Phaedra as an example of Enlightenment values
Are love, passion and other emotions as dangerous as the play seems to make them and is reason alone enough to achieve happiness? Are human emotions a sign of weakness, disease, lack of control, or absence of Reason in the play? What is the cause of this tragedy?
Phaedra, originally part of the large body of Greek mythological works, has been adapted, modified and presented in new contexts in recent centuries. For example, following the original conception of this tragedy by Euripides, versions of it have appeared in Latin, Italian, French, Spanish, etc through the authorship of such great writers as Frencesco Bozza, Jean Racine, Miguel de Unamuno, etc. Eugene O’Neill’s incorporation of it as a subplot in his ‘Desire Under the Elms’ testify to the everlasting appeal of the story. This enduring appeal makes relevant its study in relation to enlightenment values.
It is especially relevant to read Phaedra’s life and events in the backdrop of values espoused by the Enlightenment. The Age of Enlightenment emphasized the importance of reason and scientific inquiry as means to progress. It was strongly against superstition and questioned the eminence of tradition in civic and social life.
Phaedra, the wife of the temperamental Athenian King Theseus, falls in love with her step-son Hippolytus. Though this relationship would not have constituted as incest in a biological sense, it is nevertheless problematic on several counts. First, it violates her marriage to Theseus, however ill-tempered he might have behaved toward her. Second, it speaks ill of Phaedra’s impulsivity and lack of moral fortitude. Third, it drags Hippolytus into a lust-driven imbroglio when he has already committed himself to a life of celibacy. The Enlightenment value of reason pits a challenge to emotional and impulsive actions, claiming that the latter tend to be based on distortions and loose sense impressions. The fact that Phaedra’s life gets into ever greater crisis since the moment she confesses her love of Hipploytus to her maid only underscores its flaw. In hindsight, her maid Oenone proved to be a wise counsel, as she advised Phaedra against acting on her impulses and romantic feelings. (Disch, 1989)
In contrast, when we study Hippolytus’ decisions and the thought processes behind them, we can see how his personality is much more grounded and less given to impulse and imprudence. For example, Hippolytus is one of the rare characters in literature who takes up a vow of celibacy and remains a virgin through the course of his life. His virginity is borne of his piety. He is always conscious of the moral imperatives he has set for himself that even when he learns of Phaedra’s incestuous and adulterous desire for him, he commits himself and the Nurse to keep it a secret.
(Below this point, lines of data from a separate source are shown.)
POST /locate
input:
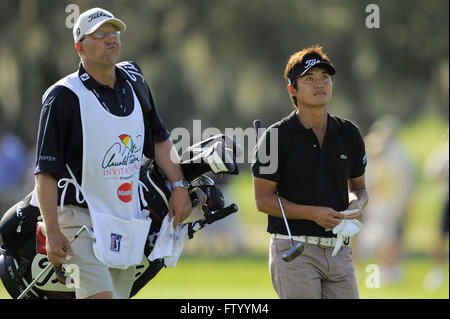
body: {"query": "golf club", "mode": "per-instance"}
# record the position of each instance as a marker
(43, 272)
(296, 249)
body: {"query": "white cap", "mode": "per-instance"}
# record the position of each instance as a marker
(91, 20)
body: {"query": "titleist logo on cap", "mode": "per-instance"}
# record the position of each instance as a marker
(97, 15)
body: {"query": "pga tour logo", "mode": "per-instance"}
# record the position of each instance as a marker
(115, 242)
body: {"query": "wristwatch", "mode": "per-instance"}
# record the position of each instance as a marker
(180, 183)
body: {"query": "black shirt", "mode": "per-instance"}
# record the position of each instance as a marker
(60, 139)
(307, 174)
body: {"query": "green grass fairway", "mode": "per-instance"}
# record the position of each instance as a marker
(248, 278)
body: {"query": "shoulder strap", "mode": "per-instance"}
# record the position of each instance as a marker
(139, 86)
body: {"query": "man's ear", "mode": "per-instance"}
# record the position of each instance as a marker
(79, 47)
(292, 90)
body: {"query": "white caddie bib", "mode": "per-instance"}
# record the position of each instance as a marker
(112, 155)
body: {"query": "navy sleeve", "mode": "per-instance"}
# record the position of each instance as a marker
(159, 130)
(57, 128)
(359, 153)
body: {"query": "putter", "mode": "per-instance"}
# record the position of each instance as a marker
(296, 249)
(43, 272)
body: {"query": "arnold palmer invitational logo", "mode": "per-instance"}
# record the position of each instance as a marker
(125, 192)
(122, 159)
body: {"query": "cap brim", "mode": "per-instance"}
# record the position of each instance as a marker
(323, 65)
(116, 22)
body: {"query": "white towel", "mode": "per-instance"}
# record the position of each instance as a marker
(345, 229)
(170, 242)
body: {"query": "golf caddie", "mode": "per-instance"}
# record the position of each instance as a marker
(91, 140)
(315, 162)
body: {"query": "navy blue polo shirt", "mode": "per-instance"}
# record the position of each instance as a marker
(307, 174)
(60, 139)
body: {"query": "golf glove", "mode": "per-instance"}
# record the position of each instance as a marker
(345, 229)
(170, 242)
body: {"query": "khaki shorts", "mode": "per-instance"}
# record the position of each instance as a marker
(315, 274)
(94, 277)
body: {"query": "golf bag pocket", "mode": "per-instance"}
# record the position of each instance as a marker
(18, 224)
(119, 242)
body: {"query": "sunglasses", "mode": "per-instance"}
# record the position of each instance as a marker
(102, 35)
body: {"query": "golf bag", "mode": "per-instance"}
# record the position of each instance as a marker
(20, 262)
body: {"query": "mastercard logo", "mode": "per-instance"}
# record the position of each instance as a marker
(125, 192)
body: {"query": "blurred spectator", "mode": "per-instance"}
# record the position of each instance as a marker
(436, 168)
(390, 180)
(14, 161)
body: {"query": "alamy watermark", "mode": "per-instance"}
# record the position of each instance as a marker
(373, 18)
(74, 13)
(373, 277)
(234, 145)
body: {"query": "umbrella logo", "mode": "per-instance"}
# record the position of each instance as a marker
(125, 192)
(128, 142)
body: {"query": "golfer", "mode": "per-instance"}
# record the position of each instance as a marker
(320, 164)
(91, 140)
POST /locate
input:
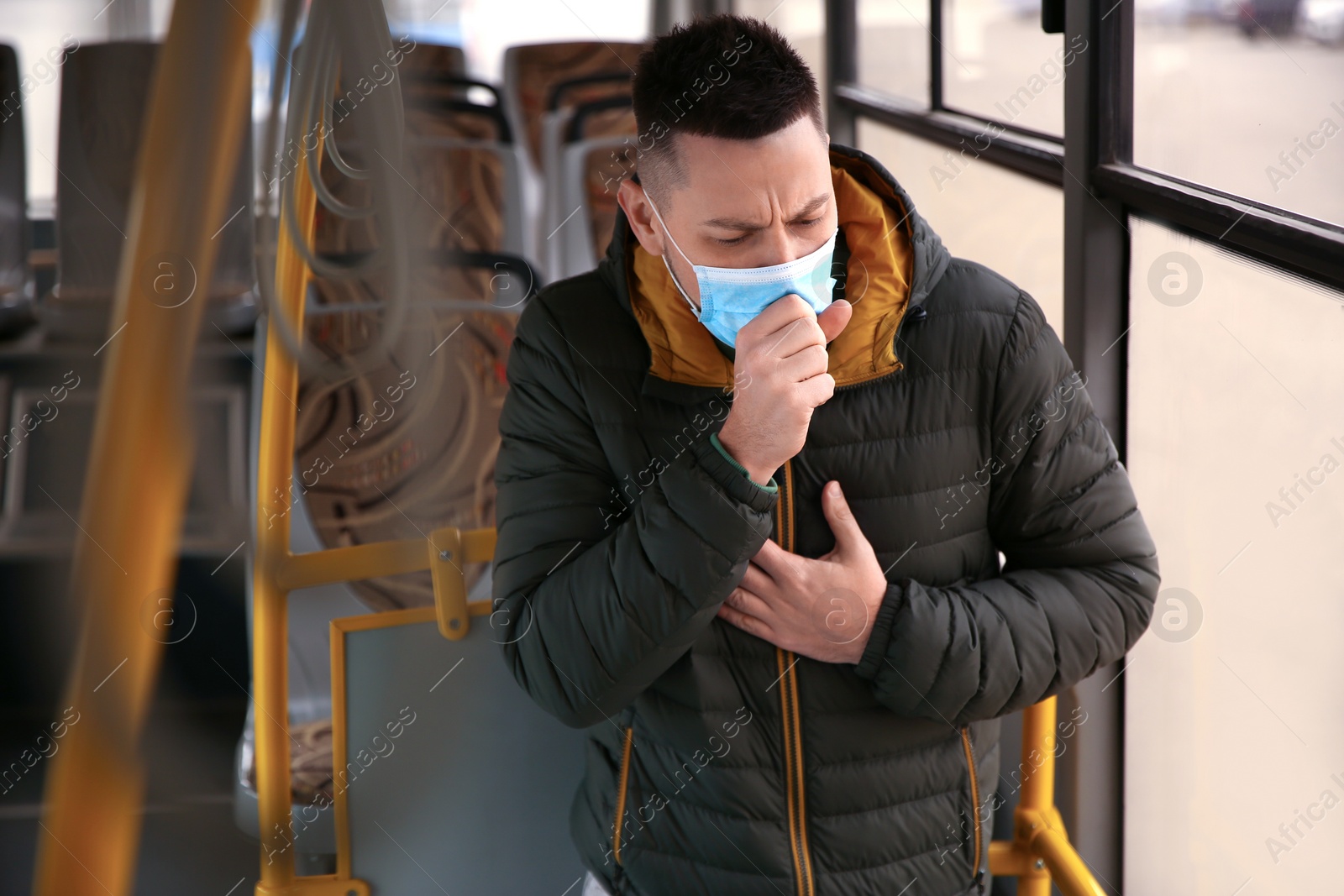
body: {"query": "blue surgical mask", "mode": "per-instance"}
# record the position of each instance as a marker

As Hippolytus leaves the Nurse, “he insists that it is his piety that saves her, and that he will ‘keep silent’.” (Chong-Gossard, 2004) Later, when Phaedra commits suicide after accusing Hippolytus of rape, he could easily have defended himself by exposing the facts, including that of Phaedra’s lust for him. But his decision to not pursue this course is due to his grounding in rationality as it is of piety and oath. In this sense, Hippolytus can be seen as a model character whose life highlights values of the Enlightenment. In other words, though concepts like honor and piety are not addressed directly in the Enlightenment era intellectual discourse, they can be derived and associated with reason (a prime Enlightenment value). In this context, it is fair to say that Hippolytus sacrifices his own reputation and prospects in aligning his actions with his convictions. (Disch, 1989)
In sum, it is fair to say that the tragedy of Phaedra could have been avoided had she applied more balance and propriety to her decisions. In the heat of passionate feelings, her mind was muddled and in no state to let reason thrive. In this sense, the play can be seen as a testimony to the validity of Enlightenment values and corresponding individual virtues. The most striking aspect of Phaedra’s behavior is her disdain for rationality and judiciousness. In a way, such behavior is sub-human, for it is humans who can exercise their will and apply restraint in their actions. By showing that she was not capable of either, Phaedra had caused her own demise and that of the innocent Hippolytus making her twice guilty. The application of Enlightenment values at crucial moments in the play would have led to a different final outcome.
Berlin, Normand. The Secret Cause: A Discussion of Tragedy. Amherst, MA: University of Massachusetts, 1981.
Chong-Gossard, J. H. Kim On. “The Silence of the Virgins: Comparing Euripides’ Hippolytus and Theonoe.” Antichthon38 (2004): 10+.
Disch, Thomas M. “Phaedra Brittannica.” The Nation23 Jan. 1989: 100+.